Von Tomma Schröder |
    "Die Seele aller Wesen ist der Duft", heißt es im "Parfum" von Patrick Süskind. Als Fernandez de la Mora die Ausdünstungen von Menschen analysierte, konnte er die Seele darin zwar nicht finden. Immerhin aber konnte er mit seinem Team nachweisen, dass jeder Mensch einen ganz individuellen Duft besitzt. So eine Art duftenden Fingerabdruck. Hunde machen sich das zu nutze. Sie erkennen ihr Herrchen an dessen Geruchskomponenten.

    "Es bleibt ein Rätsel, was genau die Hunde riechen. Wir haben aber mit unserer Methode herausgefunden, dass es eine sehr große Gruppe von Chemikalien gibt, die Fettsäuren. Sie kommen in ausreichender Menge in der Haut vor, und daher können wir sie erfassen. Sie haben ein sehr reichhaltiges Bouquet, weil es sehr viele von ihnen gibt – ungefähr 300. Und die Kombination dieser Säuren erzeugt einen sehr genauen Fingerabdruck. Damit können Menschen identifiziert werden."

    Und das funktioniert sogar ein Leben lang. Ob geduscht oder dreckig, ob jung oder alt, ob parfümiert oder nicht – einige charakteristische Bestandteile des individuellen Duftes bleiben stets gleich, so die Ergebnisse der Forscher. Doch während Hunde ihr Herrchen über die Nase erschnüffeln, müssen sie für ihre Analysen jedes Duft-Molekül auf die Waage legen. De la Mora:

    "Die Luft enthält eine enorme Menge an Gerüchen – von Blumen, von Wein, von einem Stück toten Fleisch, von Fisch, von Käse. Jeder dieser Gerüche ist nur eine ganz bestimmte Sorte von Molekülen, die in der Atmosphäre herumfliegen. Je stärker es riecht, desto höher ist die Konzentration der Moleküle. Und das Massenspektrometer ist eine Maschine, die im Prinzip wie eine extrem genaue Waage funktioniert, welche die Masse der Moleküle genau bestimmt."

    Mannshoch, etwa zwei Meter lang und 400 Kilogramm schwer ist diese Waage auf Rädern. Damit passe sie immerhin noch in einen Van, wie Fernandez de la Mora zu berichten weiß. Doch nicht die für Massenspektrometer durchaus normalen Ausmaße machen diese elektronische Nase so besonders, sondern ihre Schnelligkeit und bisher unerreichte Präzision. Innerhalb von Sekunden kann sie menschliche Gerüche analysieren.

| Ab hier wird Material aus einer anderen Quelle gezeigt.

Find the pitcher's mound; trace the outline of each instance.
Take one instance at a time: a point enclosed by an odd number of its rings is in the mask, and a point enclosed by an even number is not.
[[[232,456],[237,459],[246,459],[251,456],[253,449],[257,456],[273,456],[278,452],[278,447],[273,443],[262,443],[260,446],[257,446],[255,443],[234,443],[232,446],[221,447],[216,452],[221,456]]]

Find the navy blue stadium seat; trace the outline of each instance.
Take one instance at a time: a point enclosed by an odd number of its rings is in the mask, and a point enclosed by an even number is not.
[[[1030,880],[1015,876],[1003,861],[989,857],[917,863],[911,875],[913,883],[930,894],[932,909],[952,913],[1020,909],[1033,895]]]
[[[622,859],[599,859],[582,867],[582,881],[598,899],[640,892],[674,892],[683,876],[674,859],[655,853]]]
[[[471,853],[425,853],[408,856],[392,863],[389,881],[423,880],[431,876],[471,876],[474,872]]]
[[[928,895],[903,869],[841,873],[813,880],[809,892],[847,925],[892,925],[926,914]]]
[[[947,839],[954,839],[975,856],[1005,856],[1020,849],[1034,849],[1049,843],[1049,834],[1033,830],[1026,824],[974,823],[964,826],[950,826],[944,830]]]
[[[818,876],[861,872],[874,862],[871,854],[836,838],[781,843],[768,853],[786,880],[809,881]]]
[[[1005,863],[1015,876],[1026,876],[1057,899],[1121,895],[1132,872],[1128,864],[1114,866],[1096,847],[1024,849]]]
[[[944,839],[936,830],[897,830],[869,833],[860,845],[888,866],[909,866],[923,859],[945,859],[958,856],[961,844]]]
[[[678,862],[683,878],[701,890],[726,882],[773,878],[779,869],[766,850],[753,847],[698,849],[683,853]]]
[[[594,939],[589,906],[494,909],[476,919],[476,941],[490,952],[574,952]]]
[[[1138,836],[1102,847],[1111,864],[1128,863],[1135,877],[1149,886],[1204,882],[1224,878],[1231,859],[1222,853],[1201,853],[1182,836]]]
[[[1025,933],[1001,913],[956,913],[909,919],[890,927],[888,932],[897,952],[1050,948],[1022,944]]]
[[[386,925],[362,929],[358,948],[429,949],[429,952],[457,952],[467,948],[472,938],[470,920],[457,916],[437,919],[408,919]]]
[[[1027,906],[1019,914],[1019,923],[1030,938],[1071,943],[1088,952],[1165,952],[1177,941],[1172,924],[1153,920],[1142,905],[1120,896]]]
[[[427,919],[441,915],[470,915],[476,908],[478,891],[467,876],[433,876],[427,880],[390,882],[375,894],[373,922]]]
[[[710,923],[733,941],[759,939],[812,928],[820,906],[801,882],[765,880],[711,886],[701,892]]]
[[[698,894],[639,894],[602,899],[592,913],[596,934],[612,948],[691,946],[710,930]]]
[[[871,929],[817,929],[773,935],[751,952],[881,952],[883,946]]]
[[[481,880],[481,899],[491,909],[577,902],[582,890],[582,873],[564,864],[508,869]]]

    "Die Prozedur ist folgende: Man lädt die Moleküle elektrisch auf, die in der Luft sind, und saugt sie in ein Massenspektrometer. Und dann misst das Spektrometer ihre Masse mit sehr hoher Präzision. Wenn man also 10.000 unterschiedliche Moleküle hat, wird das Massenspektrometer eben diese 10.000 angeben und die Masse von jedem einzelnen bestimmen. Und aufgrund dieser Massenangaben kann man eben eine Menge Informationen über die Ausdünstungen gewinnen."

    Und diese Informationen könnten nicht nur zur Identifikation von Personen genutzt werden, sondern auch für medizinische Zwecke. Denn Krankheit verändert den Geruch von Menschen. Hunde, die mit einer hohen Trefferquote bestimmte Krebserkrankungen bei Menschen erschnüffeln konnten, sorgten in der Vergangenheit immer wieder für Aufsehen. Doch weil die Zuverlässigkeit der Hundenase sehr umstritten ist, suchen Forscher nach anderen Mitteln. Zum Beispiel nach elektronischen Nasen, die solche Geruchs-Veränderungen objektiv erfassen und deuten können. De la Mora:

    "Viele Forscher haben das bereits gemacht. Aber in der Vergangenheit war es nur möglich, sehr einfache Moleküle zu erfassen. Alles, was stark riecht. Was wir nun machen, ist viel komplizierter. Es geht um Moleküle oder schwere Substanzen, die viel relevanter sind für die biologischen Prozesse und den Stoffwechsel im Körper."

    Die Präzision und Schnelligkeit des neuen Massenspektrometers muss sich in der Medizin allerdings noch bewähren. Bei der Identifikation von Menschen konnte das Gerät in laufenden Studien dagegen schon erste Erfolge aufweisen. Und auf einem ganz anderen Gebiet konnte Fernandez de la Mora mit seiner präzisen Nase sogar schon einen Weltrekord aufstellen: Beim Aufspüren von TNT. Denn auch der Sprengstoff gibt einzelne Moleküle in die Atmosphäre ab. Das Massenspektrometer kann ein solches Molekül unter unzähligen anderen aufspüren. Genauer: Ein einziges unter einer Trillionen Moleküle, das entspricht einer 1 mit 18 Nullen. Das ist bisher Rekord, und selbst die Hundenase kann da nicht mehr mithalten.